When the garden is put to bed but four persevering plants continue toward their production goal, I stand in awe of their insistence in fulfilling their purpose. I planted broccoli, brusel sprouts and bok choi in late August. Because of shading from the Tulip Poplar trees in the back yard, the plants grew slowly until late October when the trees dropped their leaves. I feared our early frosts would kill them.
Until Sunday. Jim decided to till the garden so I could put the winter coat of cardboard, manure and straw on the garden in preparation for trying lasagna gardening next year. Before he tilled them under, I wanted to check the remaining plants. The broccoli looked healthy and happy so I asked him to till around them. The weather report said we would be having a week of unseasonably warm temperatures; maybe we would still get some nice, round broccoli to enjoy.
All four plants have small broccoli heads. The largest is presently the size of an apple.
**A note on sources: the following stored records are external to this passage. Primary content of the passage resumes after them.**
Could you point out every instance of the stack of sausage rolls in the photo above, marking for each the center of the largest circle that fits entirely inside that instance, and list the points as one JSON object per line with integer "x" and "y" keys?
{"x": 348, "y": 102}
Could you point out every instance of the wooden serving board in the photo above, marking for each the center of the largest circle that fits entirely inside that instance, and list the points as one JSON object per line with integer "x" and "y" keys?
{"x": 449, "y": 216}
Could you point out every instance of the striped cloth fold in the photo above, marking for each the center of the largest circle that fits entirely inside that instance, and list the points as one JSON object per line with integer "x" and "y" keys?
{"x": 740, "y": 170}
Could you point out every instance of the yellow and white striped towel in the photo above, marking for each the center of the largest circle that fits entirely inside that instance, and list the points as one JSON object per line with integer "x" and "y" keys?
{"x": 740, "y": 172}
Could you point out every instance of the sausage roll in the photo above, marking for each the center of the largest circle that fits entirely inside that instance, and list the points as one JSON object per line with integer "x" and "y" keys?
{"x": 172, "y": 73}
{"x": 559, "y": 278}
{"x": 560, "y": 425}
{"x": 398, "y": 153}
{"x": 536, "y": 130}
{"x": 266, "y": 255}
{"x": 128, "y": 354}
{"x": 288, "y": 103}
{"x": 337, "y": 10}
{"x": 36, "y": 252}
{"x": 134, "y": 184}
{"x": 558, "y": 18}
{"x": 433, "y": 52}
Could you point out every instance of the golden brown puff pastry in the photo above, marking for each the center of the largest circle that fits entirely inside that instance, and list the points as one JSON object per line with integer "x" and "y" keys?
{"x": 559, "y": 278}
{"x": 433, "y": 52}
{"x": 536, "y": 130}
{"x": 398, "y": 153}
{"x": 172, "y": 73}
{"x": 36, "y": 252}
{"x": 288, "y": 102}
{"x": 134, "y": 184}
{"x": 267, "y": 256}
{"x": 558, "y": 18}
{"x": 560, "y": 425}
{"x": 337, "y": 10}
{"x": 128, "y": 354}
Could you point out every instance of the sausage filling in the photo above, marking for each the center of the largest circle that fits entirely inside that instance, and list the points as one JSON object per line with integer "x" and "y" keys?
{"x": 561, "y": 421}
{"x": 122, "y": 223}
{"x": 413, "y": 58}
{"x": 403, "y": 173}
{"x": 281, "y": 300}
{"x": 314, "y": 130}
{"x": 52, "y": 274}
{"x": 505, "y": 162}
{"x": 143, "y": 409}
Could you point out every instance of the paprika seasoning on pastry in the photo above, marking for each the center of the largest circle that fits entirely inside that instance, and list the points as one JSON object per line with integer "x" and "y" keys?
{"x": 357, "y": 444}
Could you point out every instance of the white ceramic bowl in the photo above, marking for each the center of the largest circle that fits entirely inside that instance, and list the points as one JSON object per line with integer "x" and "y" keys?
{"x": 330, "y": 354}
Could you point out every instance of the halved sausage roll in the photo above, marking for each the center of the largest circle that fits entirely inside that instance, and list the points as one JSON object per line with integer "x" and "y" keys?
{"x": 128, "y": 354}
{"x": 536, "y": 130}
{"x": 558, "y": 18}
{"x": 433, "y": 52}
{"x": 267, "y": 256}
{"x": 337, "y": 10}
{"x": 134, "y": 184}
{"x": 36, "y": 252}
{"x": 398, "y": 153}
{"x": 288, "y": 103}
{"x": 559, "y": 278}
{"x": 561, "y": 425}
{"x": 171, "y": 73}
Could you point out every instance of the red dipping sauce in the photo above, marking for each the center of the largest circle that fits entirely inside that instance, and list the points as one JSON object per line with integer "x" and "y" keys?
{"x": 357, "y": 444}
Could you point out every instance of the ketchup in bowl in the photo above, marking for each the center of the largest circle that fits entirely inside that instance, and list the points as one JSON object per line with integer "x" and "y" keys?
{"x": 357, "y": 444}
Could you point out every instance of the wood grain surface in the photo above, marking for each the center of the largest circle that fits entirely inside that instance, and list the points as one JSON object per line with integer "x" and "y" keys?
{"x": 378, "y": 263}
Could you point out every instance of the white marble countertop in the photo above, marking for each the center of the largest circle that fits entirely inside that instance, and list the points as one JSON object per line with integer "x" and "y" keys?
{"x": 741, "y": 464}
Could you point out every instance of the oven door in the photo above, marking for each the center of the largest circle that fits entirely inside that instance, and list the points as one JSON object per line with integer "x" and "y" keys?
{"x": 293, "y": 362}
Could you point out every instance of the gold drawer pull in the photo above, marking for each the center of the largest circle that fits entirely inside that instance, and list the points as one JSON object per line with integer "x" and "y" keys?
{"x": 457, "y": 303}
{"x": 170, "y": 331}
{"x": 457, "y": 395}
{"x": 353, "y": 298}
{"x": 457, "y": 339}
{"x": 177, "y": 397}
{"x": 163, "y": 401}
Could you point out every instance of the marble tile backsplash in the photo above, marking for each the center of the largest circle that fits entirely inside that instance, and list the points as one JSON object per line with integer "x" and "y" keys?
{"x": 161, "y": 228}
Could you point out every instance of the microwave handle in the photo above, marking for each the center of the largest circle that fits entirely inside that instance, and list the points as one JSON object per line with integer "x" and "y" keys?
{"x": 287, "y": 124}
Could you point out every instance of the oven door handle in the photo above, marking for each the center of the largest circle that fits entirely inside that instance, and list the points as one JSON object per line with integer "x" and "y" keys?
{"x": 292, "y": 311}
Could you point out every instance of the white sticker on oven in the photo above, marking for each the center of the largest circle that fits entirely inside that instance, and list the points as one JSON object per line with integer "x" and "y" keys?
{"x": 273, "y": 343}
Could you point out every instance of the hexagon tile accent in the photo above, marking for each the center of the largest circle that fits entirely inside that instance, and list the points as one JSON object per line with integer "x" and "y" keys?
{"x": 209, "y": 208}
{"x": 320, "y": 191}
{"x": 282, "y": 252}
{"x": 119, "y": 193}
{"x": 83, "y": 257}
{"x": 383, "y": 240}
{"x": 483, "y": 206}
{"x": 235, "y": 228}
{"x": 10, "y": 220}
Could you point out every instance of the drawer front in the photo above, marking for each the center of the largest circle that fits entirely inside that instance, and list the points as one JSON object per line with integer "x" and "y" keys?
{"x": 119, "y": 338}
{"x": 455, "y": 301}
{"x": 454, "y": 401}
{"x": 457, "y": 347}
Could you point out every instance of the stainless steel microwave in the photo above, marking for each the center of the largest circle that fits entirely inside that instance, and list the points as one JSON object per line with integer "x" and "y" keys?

It rained last night and we’re expecting more rain today, so we’ll have at least some to harvest. Now I have an unexpected morning gardening task, to check on their progress.
Just when I thought the gardening was over, a gem delights me.
As I begin a new writing routine this week to devote more time and energy to my fiction writing, I’m also mindful of the lesson the plants teach me. Don’t give up. Maybe, like them, I just need longer than usual to grow into my potential as a fiction writer.
I also have a blooming African violet on my desk to remind me of the importance of persistence. After years of African violet failures, I finally learned to water it from the bottom. Sometimes reaching a goal requires both time and a new approach.
Then there’s last year’s poinsettia, which is transforming from green to red. Yes, you can nurse them throughout the year and they’ll come back red. By Christmas time? I’m not sure but I’ll let you know. Maybe we’ll have a red poinsettia on our table along with fresh broccoli salad to eat as we give thanks for the lessons the garden continues to teach us.